Austerity Didn't Work in Europe, and the U.S. Should Take Note


This past weekend, the people of France, Greece, Italy, and the UK came out in force against incumbent politicians, established right-wing parties, and the prevailing approach to euro zone recovery – austerity. The common voting pattern across the continent was a reaction to the palpable, negative effects of governments’ recent belt-tightening. The left-leaning outcome may end up not only saving the euro but also shifting the political discourse in the United States.

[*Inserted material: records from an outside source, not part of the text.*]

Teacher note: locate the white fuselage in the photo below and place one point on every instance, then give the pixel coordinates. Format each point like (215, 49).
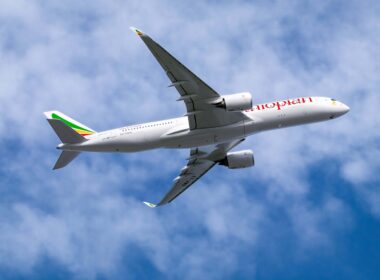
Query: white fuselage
(175, 133)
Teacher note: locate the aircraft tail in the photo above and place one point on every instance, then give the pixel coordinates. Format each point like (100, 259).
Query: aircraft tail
(60, 123)
(69, 131)
(65, 158)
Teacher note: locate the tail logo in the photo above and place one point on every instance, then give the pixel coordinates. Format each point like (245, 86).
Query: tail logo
(78, 129)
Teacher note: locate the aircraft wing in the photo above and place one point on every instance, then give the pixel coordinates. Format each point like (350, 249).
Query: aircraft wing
(200, 161)
(199, 98)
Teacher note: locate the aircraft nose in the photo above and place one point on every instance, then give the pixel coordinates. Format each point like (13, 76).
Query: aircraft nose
(341, 109)
(344, 108)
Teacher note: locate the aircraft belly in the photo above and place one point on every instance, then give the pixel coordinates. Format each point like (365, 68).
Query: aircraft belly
(204, 137)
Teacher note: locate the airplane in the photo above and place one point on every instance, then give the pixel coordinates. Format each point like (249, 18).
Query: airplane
(213, 125)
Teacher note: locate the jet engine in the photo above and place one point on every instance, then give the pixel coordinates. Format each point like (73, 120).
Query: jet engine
(236, 102)
(240, 159)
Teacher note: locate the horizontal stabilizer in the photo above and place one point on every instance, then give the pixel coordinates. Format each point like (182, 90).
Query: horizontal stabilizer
(65, 133)
(65, 158)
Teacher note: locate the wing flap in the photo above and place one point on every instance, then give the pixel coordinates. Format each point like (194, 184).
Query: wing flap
(199, 163)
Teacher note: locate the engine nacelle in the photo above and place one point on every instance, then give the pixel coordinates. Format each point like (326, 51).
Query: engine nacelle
(240, 159)
(236, 102)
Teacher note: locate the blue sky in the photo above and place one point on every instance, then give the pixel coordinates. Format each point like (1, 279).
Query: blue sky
(310, 208)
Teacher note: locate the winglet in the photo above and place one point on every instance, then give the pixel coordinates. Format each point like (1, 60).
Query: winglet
(151, 205)
(138, 32)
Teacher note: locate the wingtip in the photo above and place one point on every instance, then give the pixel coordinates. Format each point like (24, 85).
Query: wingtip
(151, 205)
(137, 31)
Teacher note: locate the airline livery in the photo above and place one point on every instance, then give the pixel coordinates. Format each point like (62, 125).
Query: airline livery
(213, 125)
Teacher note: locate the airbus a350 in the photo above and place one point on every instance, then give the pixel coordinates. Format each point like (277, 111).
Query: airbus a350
(213, 125)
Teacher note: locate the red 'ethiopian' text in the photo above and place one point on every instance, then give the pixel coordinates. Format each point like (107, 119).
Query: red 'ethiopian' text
(280, 104)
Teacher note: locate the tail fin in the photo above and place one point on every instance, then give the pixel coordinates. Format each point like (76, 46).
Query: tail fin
(65, 158)
(79, 128)
(70, 132)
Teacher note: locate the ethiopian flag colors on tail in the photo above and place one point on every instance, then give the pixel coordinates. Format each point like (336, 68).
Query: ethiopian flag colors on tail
(73, 124)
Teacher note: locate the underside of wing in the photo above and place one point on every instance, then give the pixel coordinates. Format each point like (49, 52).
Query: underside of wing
(199, 162)
(199, 98)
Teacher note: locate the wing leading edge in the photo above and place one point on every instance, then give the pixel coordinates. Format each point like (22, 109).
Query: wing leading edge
(199, 162)
(199, 98)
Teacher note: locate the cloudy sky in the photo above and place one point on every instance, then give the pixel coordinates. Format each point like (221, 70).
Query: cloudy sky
(310, 208)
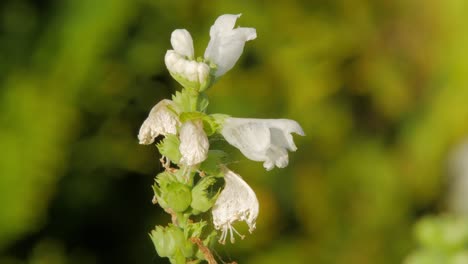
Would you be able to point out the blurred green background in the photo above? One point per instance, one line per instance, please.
(380, 88)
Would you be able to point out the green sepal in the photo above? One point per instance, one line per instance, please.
(202, 102)
(209, 123)
(186, 100)
(166, 240)
(169, 147)
(207, 242)
(195, 86)
(178, 196)
(202, 197)
(171, 193)
(211, 165)
(219, 119)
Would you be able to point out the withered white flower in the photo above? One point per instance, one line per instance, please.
(194, 143)
(160, 121)
(264, 140)
(237, 202)
(224, 49)
(227, 43)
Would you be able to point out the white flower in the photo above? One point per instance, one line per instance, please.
(237, 202)
(194, 143)
(227, 43)
(161, 121)
(182, 43)
(224, 49)
(180, 61)
(264, 140)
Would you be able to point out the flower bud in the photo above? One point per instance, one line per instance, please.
(189, 73)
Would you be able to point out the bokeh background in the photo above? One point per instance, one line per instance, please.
(380, 88)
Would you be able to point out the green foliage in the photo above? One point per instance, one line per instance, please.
(379, 87)
(442, 239)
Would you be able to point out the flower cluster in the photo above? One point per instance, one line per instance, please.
(190, 184)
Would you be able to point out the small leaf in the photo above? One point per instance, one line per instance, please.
(202, 198)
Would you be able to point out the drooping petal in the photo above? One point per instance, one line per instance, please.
(264, 140)
(226, 43)
(194, 143)
(160, 121)
(182, 42)
(250, 137)
(237, 202)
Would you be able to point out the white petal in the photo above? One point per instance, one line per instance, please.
(203, 72)
(237, 202)
(264, 140)
(188, 69)
(194, 143)
(161, 121)
(182, 42)
(250, 137)
(226, 44)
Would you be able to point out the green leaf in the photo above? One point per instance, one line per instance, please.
(202, 102)
(218, 119)
(178, 196)
(202, 197)
(186, 100)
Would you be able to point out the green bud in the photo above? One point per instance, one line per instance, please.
(202, 198)
(171, 193)
(219, 120)
(165, 239)
(178, 196)
(186, 100)
(169, 147)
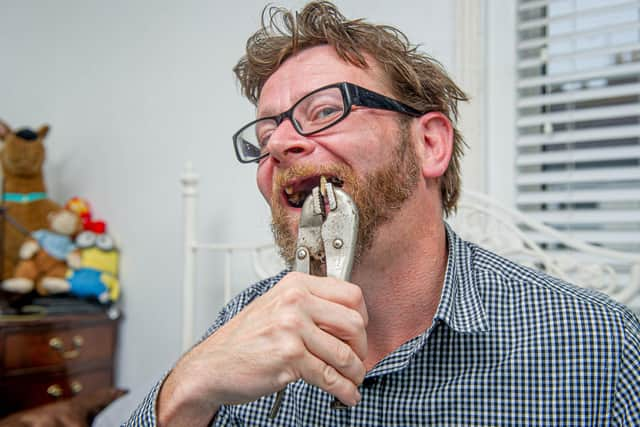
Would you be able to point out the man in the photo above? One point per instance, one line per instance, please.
(430, 330)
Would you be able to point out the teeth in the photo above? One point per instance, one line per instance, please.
(323, 186)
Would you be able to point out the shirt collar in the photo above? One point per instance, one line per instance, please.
(461, 306)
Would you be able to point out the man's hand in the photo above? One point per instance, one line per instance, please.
(306, 327)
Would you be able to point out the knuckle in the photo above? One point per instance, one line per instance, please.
(291, 351)
(293, 296)
(358, 322)
(289, 321)
(344, 355)
(330, 376)
(354, 295)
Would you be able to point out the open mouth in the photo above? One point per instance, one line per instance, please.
(297, 192)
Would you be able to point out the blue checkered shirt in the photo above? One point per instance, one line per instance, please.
(509, 346)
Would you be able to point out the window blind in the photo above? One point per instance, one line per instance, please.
(578, 118)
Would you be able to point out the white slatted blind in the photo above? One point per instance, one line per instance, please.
(578, 122)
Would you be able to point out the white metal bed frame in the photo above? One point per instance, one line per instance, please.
(479, 219)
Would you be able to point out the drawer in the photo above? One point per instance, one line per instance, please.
(26, 391)
(36, 348)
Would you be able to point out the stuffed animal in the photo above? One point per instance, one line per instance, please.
(82, 208)
(45, 256)
(97, 276)
(24, 194)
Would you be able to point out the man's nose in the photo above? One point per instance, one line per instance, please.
(287, 145)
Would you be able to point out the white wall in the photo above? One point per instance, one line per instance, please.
(132, 90)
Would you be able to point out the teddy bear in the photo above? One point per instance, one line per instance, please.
(96, 276)
(24, 196)
(46, 255)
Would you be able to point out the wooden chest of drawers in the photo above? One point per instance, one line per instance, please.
(50, 358)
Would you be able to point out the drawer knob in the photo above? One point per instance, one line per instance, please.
(76, 387)
(57, 344)
(54, 390)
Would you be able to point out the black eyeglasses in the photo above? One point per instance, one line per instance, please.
(315, 112)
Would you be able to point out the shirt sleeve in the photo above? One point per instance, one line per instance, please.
(626, 405)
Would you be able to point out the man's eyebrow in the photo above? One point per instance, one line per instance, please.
(267, 112)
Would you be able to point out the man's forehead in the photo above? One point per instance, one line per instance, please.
(311, 69)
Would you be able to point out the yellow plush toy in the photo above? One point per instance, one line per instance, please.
(97, 276)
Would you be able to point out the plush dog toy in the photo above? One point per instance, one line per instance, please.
(24, 194)
(46, 256)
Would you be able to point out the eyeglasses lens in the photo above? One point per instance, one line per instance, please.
(314, 112)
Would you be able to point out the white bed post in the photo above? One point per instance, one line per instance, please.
(189, 182)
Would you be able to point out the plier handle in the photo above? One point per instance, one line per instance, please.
(327, 232)
(327, 235)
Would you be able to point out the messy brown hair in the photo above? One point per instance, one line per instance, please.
(416, 79)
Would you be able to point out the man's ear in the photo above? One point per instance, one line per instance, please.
(435, 145)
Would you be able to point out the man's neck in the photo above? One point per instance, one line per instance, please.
(402, 277)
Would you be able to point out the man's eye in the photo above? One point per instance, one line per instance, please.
(263, 139)
(325, 112)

Since their inception in 2010, extreme austerity measures in Europe have been accompanied by slow to negative growth and worsening unemployment figures. Dramatic cuts to government spending, which for top euro zone countries averages 47% of GDP, has triggered layoffs, significantly less demand for goods and services, and shrinking economies. Consequently, governments are receiving lower tax revenues and budget deficits are also not recovering as planned. In Greece, the main target of austerity, 2011 brought a -6.9% change in GDP, 28.4% lower industrial output than 2005, and a 27% increase in corporate bankruptcies. Overall, euro zone GDP is projected to decline by 0.3% this year. Recent reports out of Britain have shown not only that the economy is experiencing a double-dip recession, but also that austerity is the main cause. In contrast, the U.S. economy has grown by an average of 3.7% quarter over quarter since the 2009 fiscal stimulus and subsequent rounds of monetary easing. In addition, U.S. unemployment has started a gradual decline from the peak in late 2009.

France’s election ushered in a new president, Francois Hollande, that campaigned as the growth-focused alternative to austerity. Hollande’s platform includes stimulus spending that would be offset by increasing taxes on the wealthiest people and corporations. His stimulus plan includes the hiring of 60,000 teachers, subsidized employment for entry-level workers, and the construction of over 500,000 homes per year. If projections hold, Hollande’s Socialist Party will achieve a parliamentary majority and the resulting freedom to enact change. In Greece, political parties that supported their country’s bailout and mandated austerity measures saw their parliamentary share drop from 74% to 32%. The second-place party will now seek an anti-austerity coalition and, if no agreement is reached, there will be a new round of elections this summer. The winners in Italy’s local elections were mostly center-left politicians running on the notion that the government is demanding too much sacrifice from the 99% and not enough from the 1%.

The election results in Greece, Italy, and Britain represent a clear referendum against the status quo and will buoy Hollande’s negotiations to add stimulus measures to the EU’s fiscal treaty. Many European leaders have already spoken out in favor of growth-based policy and the austerity champions (i.e. David Cameron and Angela Merkel) are looking more and more isolated. Hopefully, across the pond, the American public will recognize recent EU history as a test, failure, and rejection of the 2012 Republican platform; cut taxes for the wealthy and spend less on everybody else. Public consensus for a “now-and-later” strategy may help break the current stalemate in Washington. Now, implement a fair tax code and short-term spending for job creation/public-good investments. Later, after employment rises and GDP growth stabilizes, cut spending (particularly long-term entitlement spending) and balance the budget.